Given a string `s` and a dictionary, return all ways to segment `s` into dictionary words. DFS/backtracking with memoization on the suffix: for each position, try every dictionary word that matches the prefix and recurse on the remainder; cache results by start index. Time worst-case exponential; memoization makes practical inputs tractable.
Stacks: LIFO — undo/redo, browser history, balanced parens, expression eval, DFS, monotonic stack (next-greater-element). Queues: FIFO — BFS, task scheduling, event loops, request batching, sliding-window-max via a deque. In JS both are arrays with push/pop or push/shift (or a deque-like structure).

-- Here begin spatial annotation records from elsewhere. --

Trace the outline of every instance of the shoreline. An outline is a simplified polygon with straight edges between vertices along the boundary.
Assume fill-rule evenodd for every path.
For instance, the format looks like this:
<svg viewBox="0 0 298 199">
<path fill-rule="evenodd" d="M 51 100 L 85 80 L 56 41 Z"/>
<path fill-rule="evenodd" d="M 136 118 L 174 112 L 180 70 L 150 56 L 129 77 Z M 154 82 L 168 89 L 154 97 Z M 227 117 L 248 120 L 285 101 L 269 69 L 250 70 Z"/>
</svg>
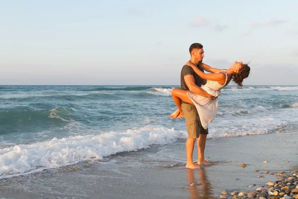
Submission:
<svg viewBox="0 0 298 199">
<path fill-rule="evenodd" d="M 298 166 L 298 154 L 294 151 L 298 134 L 293 126 L 264 135 L 208 139 L 206 157 L 217 164 L 201 169 L 185 168 L 185 140 L 179 140 L 121 153 L 101 161 L 2 179 L 0 197 L 212 199 L 220 198 L 224 190 L 248 193 L 275 182 L 276 176 L 270 173 Z M 196 150 L 196 147 L 194 157 Z M 242 167 L 242 163 L 247 166 Z M 262 173 L 265 171 L 269 173 Z M 249 187 L 252 185 L 255 186 Z"/>
</svg>

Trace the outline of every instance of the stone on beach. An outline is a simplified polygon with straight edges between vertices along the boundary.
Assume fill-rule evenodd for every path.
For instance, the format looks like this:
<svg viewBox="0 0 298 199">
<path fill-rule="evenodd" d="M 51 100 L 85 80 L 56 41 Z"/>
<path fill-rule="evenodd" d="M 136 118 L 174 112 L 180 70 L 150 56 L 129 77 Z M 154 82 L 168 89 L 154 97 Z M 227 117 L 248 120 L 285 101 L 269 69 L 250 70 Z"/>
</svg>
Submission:
<svg viewBox="0 0 298 199">
<path fill-rule="evenodd" d="M 257 195 L 257 196 L 258 197 L 267 198 L 268 196 L 268 194 L 267 193 L 261 193 L 258 194 L 258 195 Z"/>
<path fill-rule="evenodd" d="M 224 190 L 224 191 L 223 191 L 223 192 L 222 192 L 222 194 L 223 194 L 224 195 L 229 195 L 229 193 L 228 192 L 227 190 Z"/>
<path fill-rule="evenodd" d="M 247 194 L 247 197 L 248 198 L 255 198 L 258 195 L 257 192 L 251 192 Z"/>
<path fill-rule="evenodd" d="M 269 187 L 272 187 L 272 186 L 274 186 L 274 185 L 275 185 L 276 184 L 276 183 L 273 183 L 272 182 L 268 182 L 268 183 L 267 183 L 266 184 L 267 185 L 268 185 Z"/>
<path fill-rule="evenodd" d="M 227 199 L 227 197 L 226 197 L 225 196 L 221 196 L 220 197 L 220 198 L 221 198 L 221 199 Z"/>
<path fill-rule="evenodd" d="M 294 194 L 298 194 L 298 189 L 294 189 L 292 191 L 292 193 Z"/>
<path fill-rule="evenodd" d="M 244 163 L 242 163 L 241 166 L 242 167 L 245 167 L 246 166 L 246 165 Z"/>
<path fill-rule="evenodd" d="M 270 197 L 269 197 L 269 199 L 280 199 L 280 198 L 279 196 L 271 196 Z"/>
<path fill-rule="evenodd" d="M 238 195 L 238 192 L 233 192 L 231 193 L 231 196 L 237 196 Z"/>
</svg>

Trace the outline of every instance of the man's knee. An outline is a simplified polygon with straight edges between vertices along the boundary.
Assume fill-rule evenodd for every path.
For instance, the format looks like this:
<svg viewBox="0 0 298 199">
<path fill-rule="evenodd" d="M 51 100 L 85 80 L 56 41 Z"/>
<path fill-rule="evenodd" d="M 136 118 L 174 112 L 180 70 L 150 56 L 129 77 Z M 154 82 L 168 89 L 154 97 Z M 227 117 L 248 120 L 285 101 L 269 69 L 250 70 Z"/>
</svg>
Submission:
<svg viewBox="0 0 298 199">
<path fill-rule="evenodd" d="M 188 138 L 187 141 L 195 142 L 197 138 Z"/>
</svg>

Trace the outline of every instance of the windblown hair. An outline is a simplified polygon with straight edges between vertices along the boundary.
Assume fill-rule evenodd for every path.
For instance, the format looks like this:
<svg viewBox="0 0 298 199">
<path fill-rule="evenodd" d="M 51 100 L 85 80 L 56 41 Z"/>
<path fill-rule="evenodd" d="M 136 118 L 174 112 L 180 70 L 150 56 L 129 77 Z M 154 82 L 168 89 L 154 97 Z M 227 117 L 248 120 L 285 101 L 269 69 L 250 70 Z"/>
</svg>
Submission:
<svg viewBox="0 0 298 199">
<path fill-rule="evenodd" d="M 194 43 L 191 44 L 189 47 L 189 53 L 191 54 L 191 51 L 192 51 L 193 49 L 200 49 L 201 48 L 203 48 L 203 45 L 199 43 Z"/>
<path fill-rule="evenodd" d="M 243 80 L 248 77 L 250 67 L 247 64 L 244 64 L 240 69 L 237 73 L 233 76 L 233 81 L 238 85 L 239 87 L 242 87 L 242 83 Z"/>
</svg>

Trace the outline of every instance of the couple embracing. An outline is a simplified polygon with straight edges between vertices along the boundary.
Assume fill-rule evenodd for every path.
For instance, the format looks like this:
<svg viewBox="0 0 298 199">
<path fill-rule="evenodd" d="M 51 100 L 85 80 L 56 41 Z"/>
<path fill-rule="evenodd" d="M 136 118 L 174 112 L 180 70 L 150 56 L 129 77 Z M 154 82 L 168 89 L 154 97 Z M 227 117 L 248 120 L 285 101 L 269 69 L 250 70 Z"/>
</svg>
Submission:
<svg viewBox="0 0 298 199">
<path fill-rule="evenodd" d="M 189 47 L 190 60 L 182 68 L 181 89 L 174 89 L 173 100 L 178 107 L 170 117 L 184 117 L 188 137 L 186 141 L 186 168 L 196 169 L 200 165 L 208 165 L 204 157 L 208 124 L 216 116 L 218 104 L 216 99 L 221 90 L 232 80 L 238 86 L 248 77 L 250 68 L 242 62 L 235 62 L 227 70 L 211 68 L 202 63 L 204 57 L 203 45 L 195 43 Z M 206 71 L 211 73 L 205 74 Z M 198 146 L 198 162 L 193 161 L 195 143 Z"/>
</svg>

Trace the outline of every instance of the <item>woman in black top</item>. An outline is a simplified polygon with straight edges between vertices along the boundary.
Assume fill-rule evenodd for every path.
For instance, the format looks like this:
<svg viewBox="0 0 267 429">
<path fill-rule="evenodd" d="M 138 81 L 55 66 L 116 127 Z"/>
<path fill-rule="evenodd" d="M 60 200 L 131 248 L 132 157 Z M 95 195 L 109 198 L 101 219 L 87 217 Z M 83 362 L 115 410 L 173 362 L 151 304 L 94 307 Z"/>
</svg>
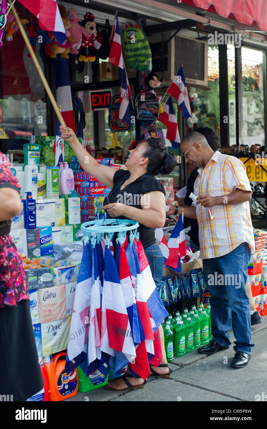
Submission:
<svg viewBox="0 0 267 429">
<path fill-rule="evenodd" d="M 170 173 L 176 165 L 176 157 L 167 151 L 161 139 L 151 137 L 142 140 L 135 149 L 130 151 L 125 162 L 127 171 L 116 170 L 98 164 L 82 147 L 71 128 L 60 128 L 61 137 L 67 140 L 84 170 L 112 189 L 108 199 L 107 197 L 105 199 L 106 205 L 103 208 L 108 217 L 130 219 L 139 223 L 140 239 L 152 275 L 158 282 L 163 273 L 164 260 L 156 243 L 154 228 L 164 225 L 166 202 L 164 188 L 154 176 Z M 164 366 L 157 368 L 157 373 L 169 378 L 170 371 L 167 367 L 161 326 L 160 335 L 163 355 L 161 365 Z M 144 383 L 142 378 L 129 378 L 134 386 Z M 122 379 L 109 383 L 108 386 L 115 390 L 128 388 Z"/>
</svg>

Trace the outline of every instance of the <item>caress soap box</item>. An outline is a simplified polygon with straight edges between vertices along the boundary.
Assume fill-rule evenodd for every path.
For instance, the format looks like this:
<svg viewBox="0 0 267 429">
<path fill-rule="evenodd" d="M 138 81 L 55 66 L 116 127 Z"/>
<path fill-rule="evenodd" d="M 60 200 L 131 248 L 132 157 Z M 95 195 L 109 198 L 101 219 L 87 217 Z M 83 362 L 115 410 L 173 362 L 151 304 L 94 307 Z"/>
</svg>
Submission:
<svg viewBox="0 0 267 429">
<path fill-rule="evenodd" d="M 55 267 L 54 269 L 54 284 L 55 286 L 67 284 L 77 281 L 77 266 L 69 265 L 65 267 Z"/>
<path fill-rule="evenodd" d="M 40 323 L 62 319 L 66 316 L 66 286 L 39 289 L 38 305 Z"/>
<path fill-rule="evenodd" d="M 68 347 L 71 316 L 41 323 L 42 355 L 57 353 Z"/>
</svg>

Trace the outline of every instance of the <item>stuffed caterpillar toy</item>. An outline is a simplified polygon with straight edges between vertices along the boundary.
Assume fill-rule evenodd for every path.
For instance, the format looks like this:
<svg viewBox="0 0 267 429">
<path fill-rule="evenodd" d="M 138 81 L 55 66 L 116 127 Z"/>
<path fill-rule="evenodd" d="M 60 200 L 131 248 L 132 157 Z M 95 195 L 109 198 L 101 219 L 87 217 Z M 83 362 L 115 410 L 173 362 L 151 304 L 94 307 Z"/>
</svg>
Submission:
<svg viewBox="0 0 267 429">
<path fill-rule="evenodd" d="M 132 24 L 125 25 L 123 33 L 123 48 L 128 66 L 130 70 L 140 71 L 152 68 L 151 50 L 146 36 L 139 27 Z"/>
</svg>

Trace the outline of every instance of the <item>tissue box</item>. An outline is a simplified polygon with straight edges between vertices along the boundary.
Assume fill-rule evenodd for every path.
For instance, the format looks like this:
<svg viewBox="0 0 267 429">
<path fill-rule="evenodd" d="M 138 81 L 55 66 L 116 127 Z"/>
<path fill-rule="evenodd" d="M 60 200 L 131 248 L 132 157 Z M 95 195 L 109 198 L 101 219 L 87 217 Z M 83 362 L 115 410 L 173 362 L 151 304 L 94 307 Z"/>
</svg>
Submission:
<svg viewBox="0 0 267 429">
<path fill-rule="evenodd" d="M 38 323 L 38 307 L 37 305 L 37 289 L 33 289 L 29 292 L 30 295 L 30 311 L 31 323 Z"/>
<path fill-rule="evenodd" d="M 66 285 L 66 315 L 70 316 L 72 314 L 74 303 L 74 297 L 76 291 L 76 282 L 69 283 Z M 56 287 L 58 287 L 58 286 Z"/>
<path fill-rule="evenodd" d="M 9 235 L 13 240 L 14 244 L 17 248 L 18 253 L 27 253 L 26 230 L 24 230 L 24 228 L 21 230 L 11 230 Z"/>
<path fill-rule="evenodd" d="M 55 286 L 67 284 L 77 281 L 77 266 L 55 267 L 54 269 L 54 284 Z"/>
<path fill-rule="evenodd" d="M 66 286 L 55 286 L 38 290 L 39 322 L 52 322 L 66 316 Z"/>
<path fill-rule="evenodd" d="M 39 198 L 36 200 L 36 226 L 55 227 L 55 199 Z"/>
<path fill-rule="evenodd" d="M 27 287 L 28 290 L 53 286 L 53 268 L 34 268 L 25 269 Z"/>
<path fill-rule="evenodd" d="M 261 276 L 263 270 L 263 252 L 256 252 L 251 255 L 250 260 L 248 265 L 248 273 L 249 275 L 260 274 Z"/>
<path fill-rule="evenodd" d="M 71 316 L 41 323 L 42 356 L 57 353 L 68 347 Z"/>
</svg>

Trees model hierarchy (DOM, file systems, comment threads, nested menus, category trees, virtual DOM). BSTs come up rarely in frontend; you're more often using ordered structures like indexed/keyed maps. Most frontend tree work is traversal (DFS/BFS), recursion, and tree-flatten/find/transform.
Classic: find a target in a sorted array in O(log n). Variants: first/last occurrence, lower/upper bound, search in rotated sorted array, search the answer (binary search on a predicate over a range — capacity, threshold). The pattern is 'monotonic predicate over an index range'.

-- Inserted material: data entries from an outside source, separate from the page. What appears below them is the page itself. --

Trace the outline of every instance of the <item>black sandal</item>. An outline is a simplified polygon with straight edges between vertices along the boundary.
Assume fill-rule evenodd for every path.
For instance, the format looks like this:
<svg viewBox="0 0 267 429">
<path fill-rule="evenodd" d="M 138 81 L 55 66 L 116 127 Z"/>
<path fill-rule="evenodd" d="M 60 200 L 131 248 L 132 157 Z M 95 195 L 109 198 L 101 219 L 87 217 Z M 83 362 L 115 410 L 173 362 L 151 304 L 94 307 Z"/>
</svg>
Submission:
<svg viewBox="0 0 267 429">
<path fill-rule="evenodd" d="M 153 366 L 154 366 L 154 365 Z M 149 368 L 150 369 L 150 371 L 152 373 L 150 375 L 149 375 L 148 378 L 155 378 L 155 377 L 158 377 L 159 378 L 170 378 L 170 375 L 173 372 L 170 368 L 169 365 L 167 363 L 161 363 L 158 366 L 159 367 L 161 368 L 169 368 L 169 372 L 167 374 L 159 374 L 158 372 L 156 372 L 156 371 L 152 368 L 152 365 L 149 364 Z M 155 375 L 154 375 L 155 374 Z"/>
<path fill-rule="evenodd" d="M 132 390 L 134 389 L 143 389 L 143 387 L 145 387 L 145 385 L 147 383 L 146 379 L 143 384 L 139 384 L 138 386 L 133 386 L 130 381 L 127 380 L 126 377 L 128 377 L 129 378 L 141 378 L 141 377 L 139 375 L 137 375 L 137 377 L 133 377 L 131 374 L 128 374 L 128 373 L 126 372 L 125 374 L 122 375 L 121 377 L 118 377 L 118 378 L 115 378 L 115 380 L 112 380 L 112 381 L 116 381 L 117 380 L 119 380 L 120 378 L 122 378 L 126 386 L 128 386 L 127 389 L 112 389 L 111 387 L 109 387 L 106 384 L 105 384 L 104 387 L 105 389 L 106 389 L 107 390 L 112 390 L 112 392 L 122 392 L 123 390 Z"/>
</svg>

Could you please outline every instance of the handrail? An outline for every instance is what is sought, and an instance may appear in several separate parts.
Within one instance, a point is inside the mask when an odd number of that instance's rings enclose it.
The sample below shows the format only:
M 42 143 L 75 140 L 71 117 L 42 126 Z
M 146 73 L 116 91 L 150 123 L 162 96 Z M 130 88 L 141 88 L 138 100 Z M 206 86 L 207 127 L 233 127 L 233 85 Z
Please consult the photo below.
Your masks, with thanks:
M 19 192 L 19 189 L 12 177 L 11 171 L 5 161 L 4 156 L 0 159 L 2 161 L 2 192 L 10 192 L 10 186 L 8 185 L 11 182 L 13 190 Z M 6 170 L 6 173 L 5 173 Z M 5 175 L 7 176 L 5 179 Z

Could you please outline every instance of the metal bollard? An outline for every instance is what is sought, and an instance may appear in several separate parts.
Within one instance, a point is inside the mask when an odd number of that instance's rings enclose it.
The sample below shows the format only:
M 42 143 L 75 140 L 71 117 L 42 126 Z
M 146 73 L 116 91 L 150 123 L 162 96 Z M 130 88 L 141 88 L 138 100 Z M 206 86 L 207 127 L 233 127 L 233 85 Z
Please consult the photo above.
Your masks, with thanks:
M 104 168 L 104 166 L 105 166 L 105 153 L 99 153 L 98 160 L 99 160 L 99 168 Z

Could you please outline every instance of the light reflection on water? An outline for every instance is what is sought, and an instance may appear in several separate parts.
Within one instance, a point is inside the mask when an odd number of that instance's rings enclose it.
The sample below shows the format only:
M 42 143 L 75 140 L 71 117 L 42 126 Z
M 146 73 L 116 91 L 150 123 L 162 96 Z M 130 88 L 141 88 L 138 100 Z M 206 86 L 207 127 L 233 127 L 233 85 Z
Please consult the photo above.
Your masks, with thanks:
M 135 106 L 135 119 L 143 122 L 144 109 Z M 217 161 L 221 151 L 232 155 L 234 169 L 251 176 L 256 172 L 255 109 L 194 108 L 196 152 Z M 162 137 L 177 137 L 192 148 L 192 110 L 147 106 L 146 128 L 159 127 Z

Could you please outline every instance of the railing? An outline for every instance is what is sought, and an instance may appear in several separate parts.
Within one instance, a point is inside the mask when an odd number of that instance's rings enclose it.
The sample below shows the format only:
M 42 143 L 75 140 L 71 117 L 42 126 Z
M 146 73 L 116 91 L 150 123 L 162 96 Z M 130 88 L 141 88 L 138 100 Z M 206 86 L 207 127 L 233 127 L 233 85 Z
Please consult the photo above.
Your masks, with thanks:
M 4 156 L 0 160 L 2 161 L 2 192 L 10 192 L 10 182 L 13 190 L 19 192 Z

Use two pointers when scanning a sorted array or linked list and a nested loop would be O(n²). Variants: opposite ends converging (sorted two-sum, palindrome, container with most water), and fast/slow (cycle detection, middle of list). Turns O(n²) into O(n) with O(1) space.
BFS (queue): shortest path in an unweighted graph, level-order, 'closest match'. DFS (stack/recursion): connectivity, cycle detection, topological sort, path enumeration, backtracking. BFS uses more memory (frontier width); DFS uses less but can recurse deep. Both must track visited.